嘘一つ定食
「お兄さん、いらぁっしゃい!」
威勢の良い掛け声が、食堂のお母さんからあった。
高見沢は突然「お兄さん」と呼ばれて、ちょっと嬉しい。
気分良く席についた。
そこへお母さんが、ヒビの入った湯飲みに茶を持ってきてくれた。
高見沢はその茶碗をそっと掴み、おもむろに口へと持っていった。
それと同時に、お母さんが「お兄さん、お腹空いてんでしょ、さっ、何にしましょ?」と急(せ)かせてくる。
高見沢は何を食べるかまだ決めてない。
「ちょっと待ってよ、うーん、何にしようかなあ」
高見沢は茶をすすりながら、壁に貼られたメニューを一つ一つ目で追っていく。
そして中央にあった、すす汚れたお品書き、それを見て目が点になってしまった。
『嘘一つ定食 : 千円也』
それはなんと、そう書かれてあったのだ。
高見沢は興味を持ち、「あの嘘一つ定食って、どんな定食なの?」と直ぐさま尋ねてみた。

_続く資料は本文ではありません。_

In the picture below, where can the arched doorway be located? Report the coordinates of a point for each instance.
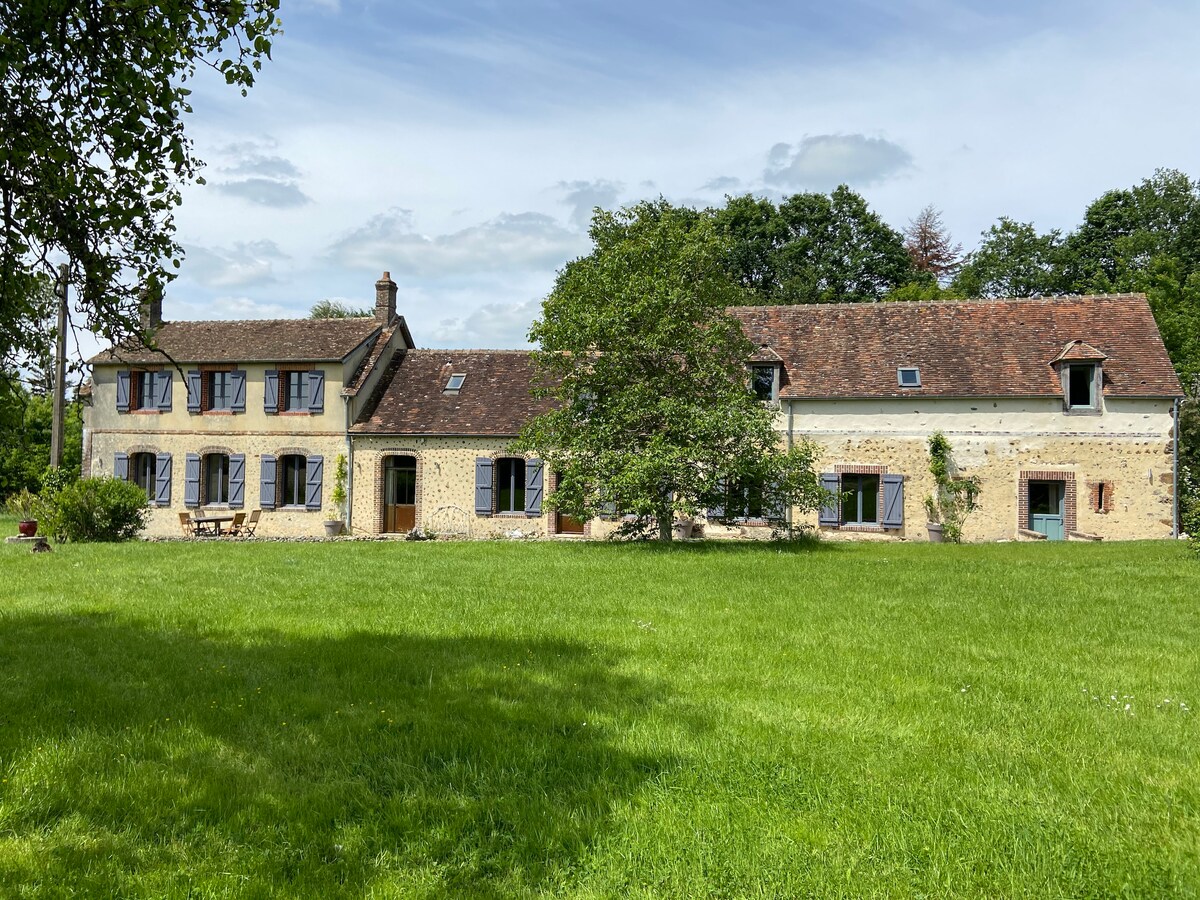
(399, 493)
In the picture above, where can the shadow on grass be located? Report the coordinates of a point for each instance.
(162, 762)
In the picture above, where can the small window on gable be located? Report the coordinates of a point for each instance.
(762, 382)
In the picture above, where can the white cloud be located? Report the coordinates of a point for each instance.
(508, 243)
(821, 162)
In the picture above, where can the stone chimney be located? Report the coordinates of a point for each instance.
(149, 310)
(385, 299)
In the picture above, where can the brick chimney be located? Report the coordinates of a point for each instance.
(385, 299)
(149, 310)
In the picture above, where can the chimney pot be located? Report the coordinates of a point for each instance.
(385, 299)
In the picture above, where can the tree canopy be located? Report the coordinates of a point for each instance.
(93, 155)
(648, 369)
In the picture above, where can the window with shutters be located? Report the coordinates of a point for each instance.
(216, 479)
(510, 485)
(859, 499)
(291, 480)
(143, 472)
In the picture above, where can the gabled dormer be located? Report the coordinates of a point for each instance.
(1080, 369)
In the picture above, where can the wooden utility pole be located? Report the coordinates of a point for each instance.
(60, 371)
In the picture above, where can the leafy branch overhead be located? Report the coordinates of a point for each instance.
(94, 151)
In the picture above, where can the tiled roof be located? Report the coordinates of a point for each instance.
(977, 348)
(250, 341)
(493, 400)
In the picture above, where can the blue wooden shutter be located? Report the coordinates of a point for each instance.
(162, 480)
(773, 504)
(893, 501)
(162, 391)
(271, 395)
(123, 391)
(832, 484)
(312, 485)
(192, 480)
(238, 382)
(267, 483)
(237, 480)
(193, 390)
(534, 477)
(483, 486)
(317, 391)
(718, 509)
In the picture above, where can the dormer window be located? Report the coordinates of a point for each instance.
(1081, 387)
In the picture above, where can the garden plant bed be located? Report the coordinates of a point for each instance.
(504, 719)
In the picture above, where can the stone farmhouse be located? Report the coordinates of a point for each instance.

すると食堂のお母さんは澄ました顔で、不思議なことを仰るのだ。
「ああ、嘘定ね、お兄さん、字で書いてある通りよ、美味しくって、人気あるんだよ。なぜなら・・・・・・嘘一つが盛り込まれてあるからよ」
「ほっほー、嘘一つがね・・・そんな定食ってあるの? どんなんかなあ、じゃあ、お値段は千円だけど、それ頼みまっさ」
高見沢はもう興味津々、迷わずそれを注文した。
「あいよ。おまえさん、こちらのお兄さんに、ホント屋名物の『嘘一つ定食』、一丁!」
お母さんが厨房のダンナの方へ、少し字余りだが、そんな大きな声を発した。
そして待つことしばらくだった。
いろいろと食べ物が盛られた洋皿が一つ、それにゴハンにスープ。
お母さんがそれらを高見沢の目の前に並べてくれた。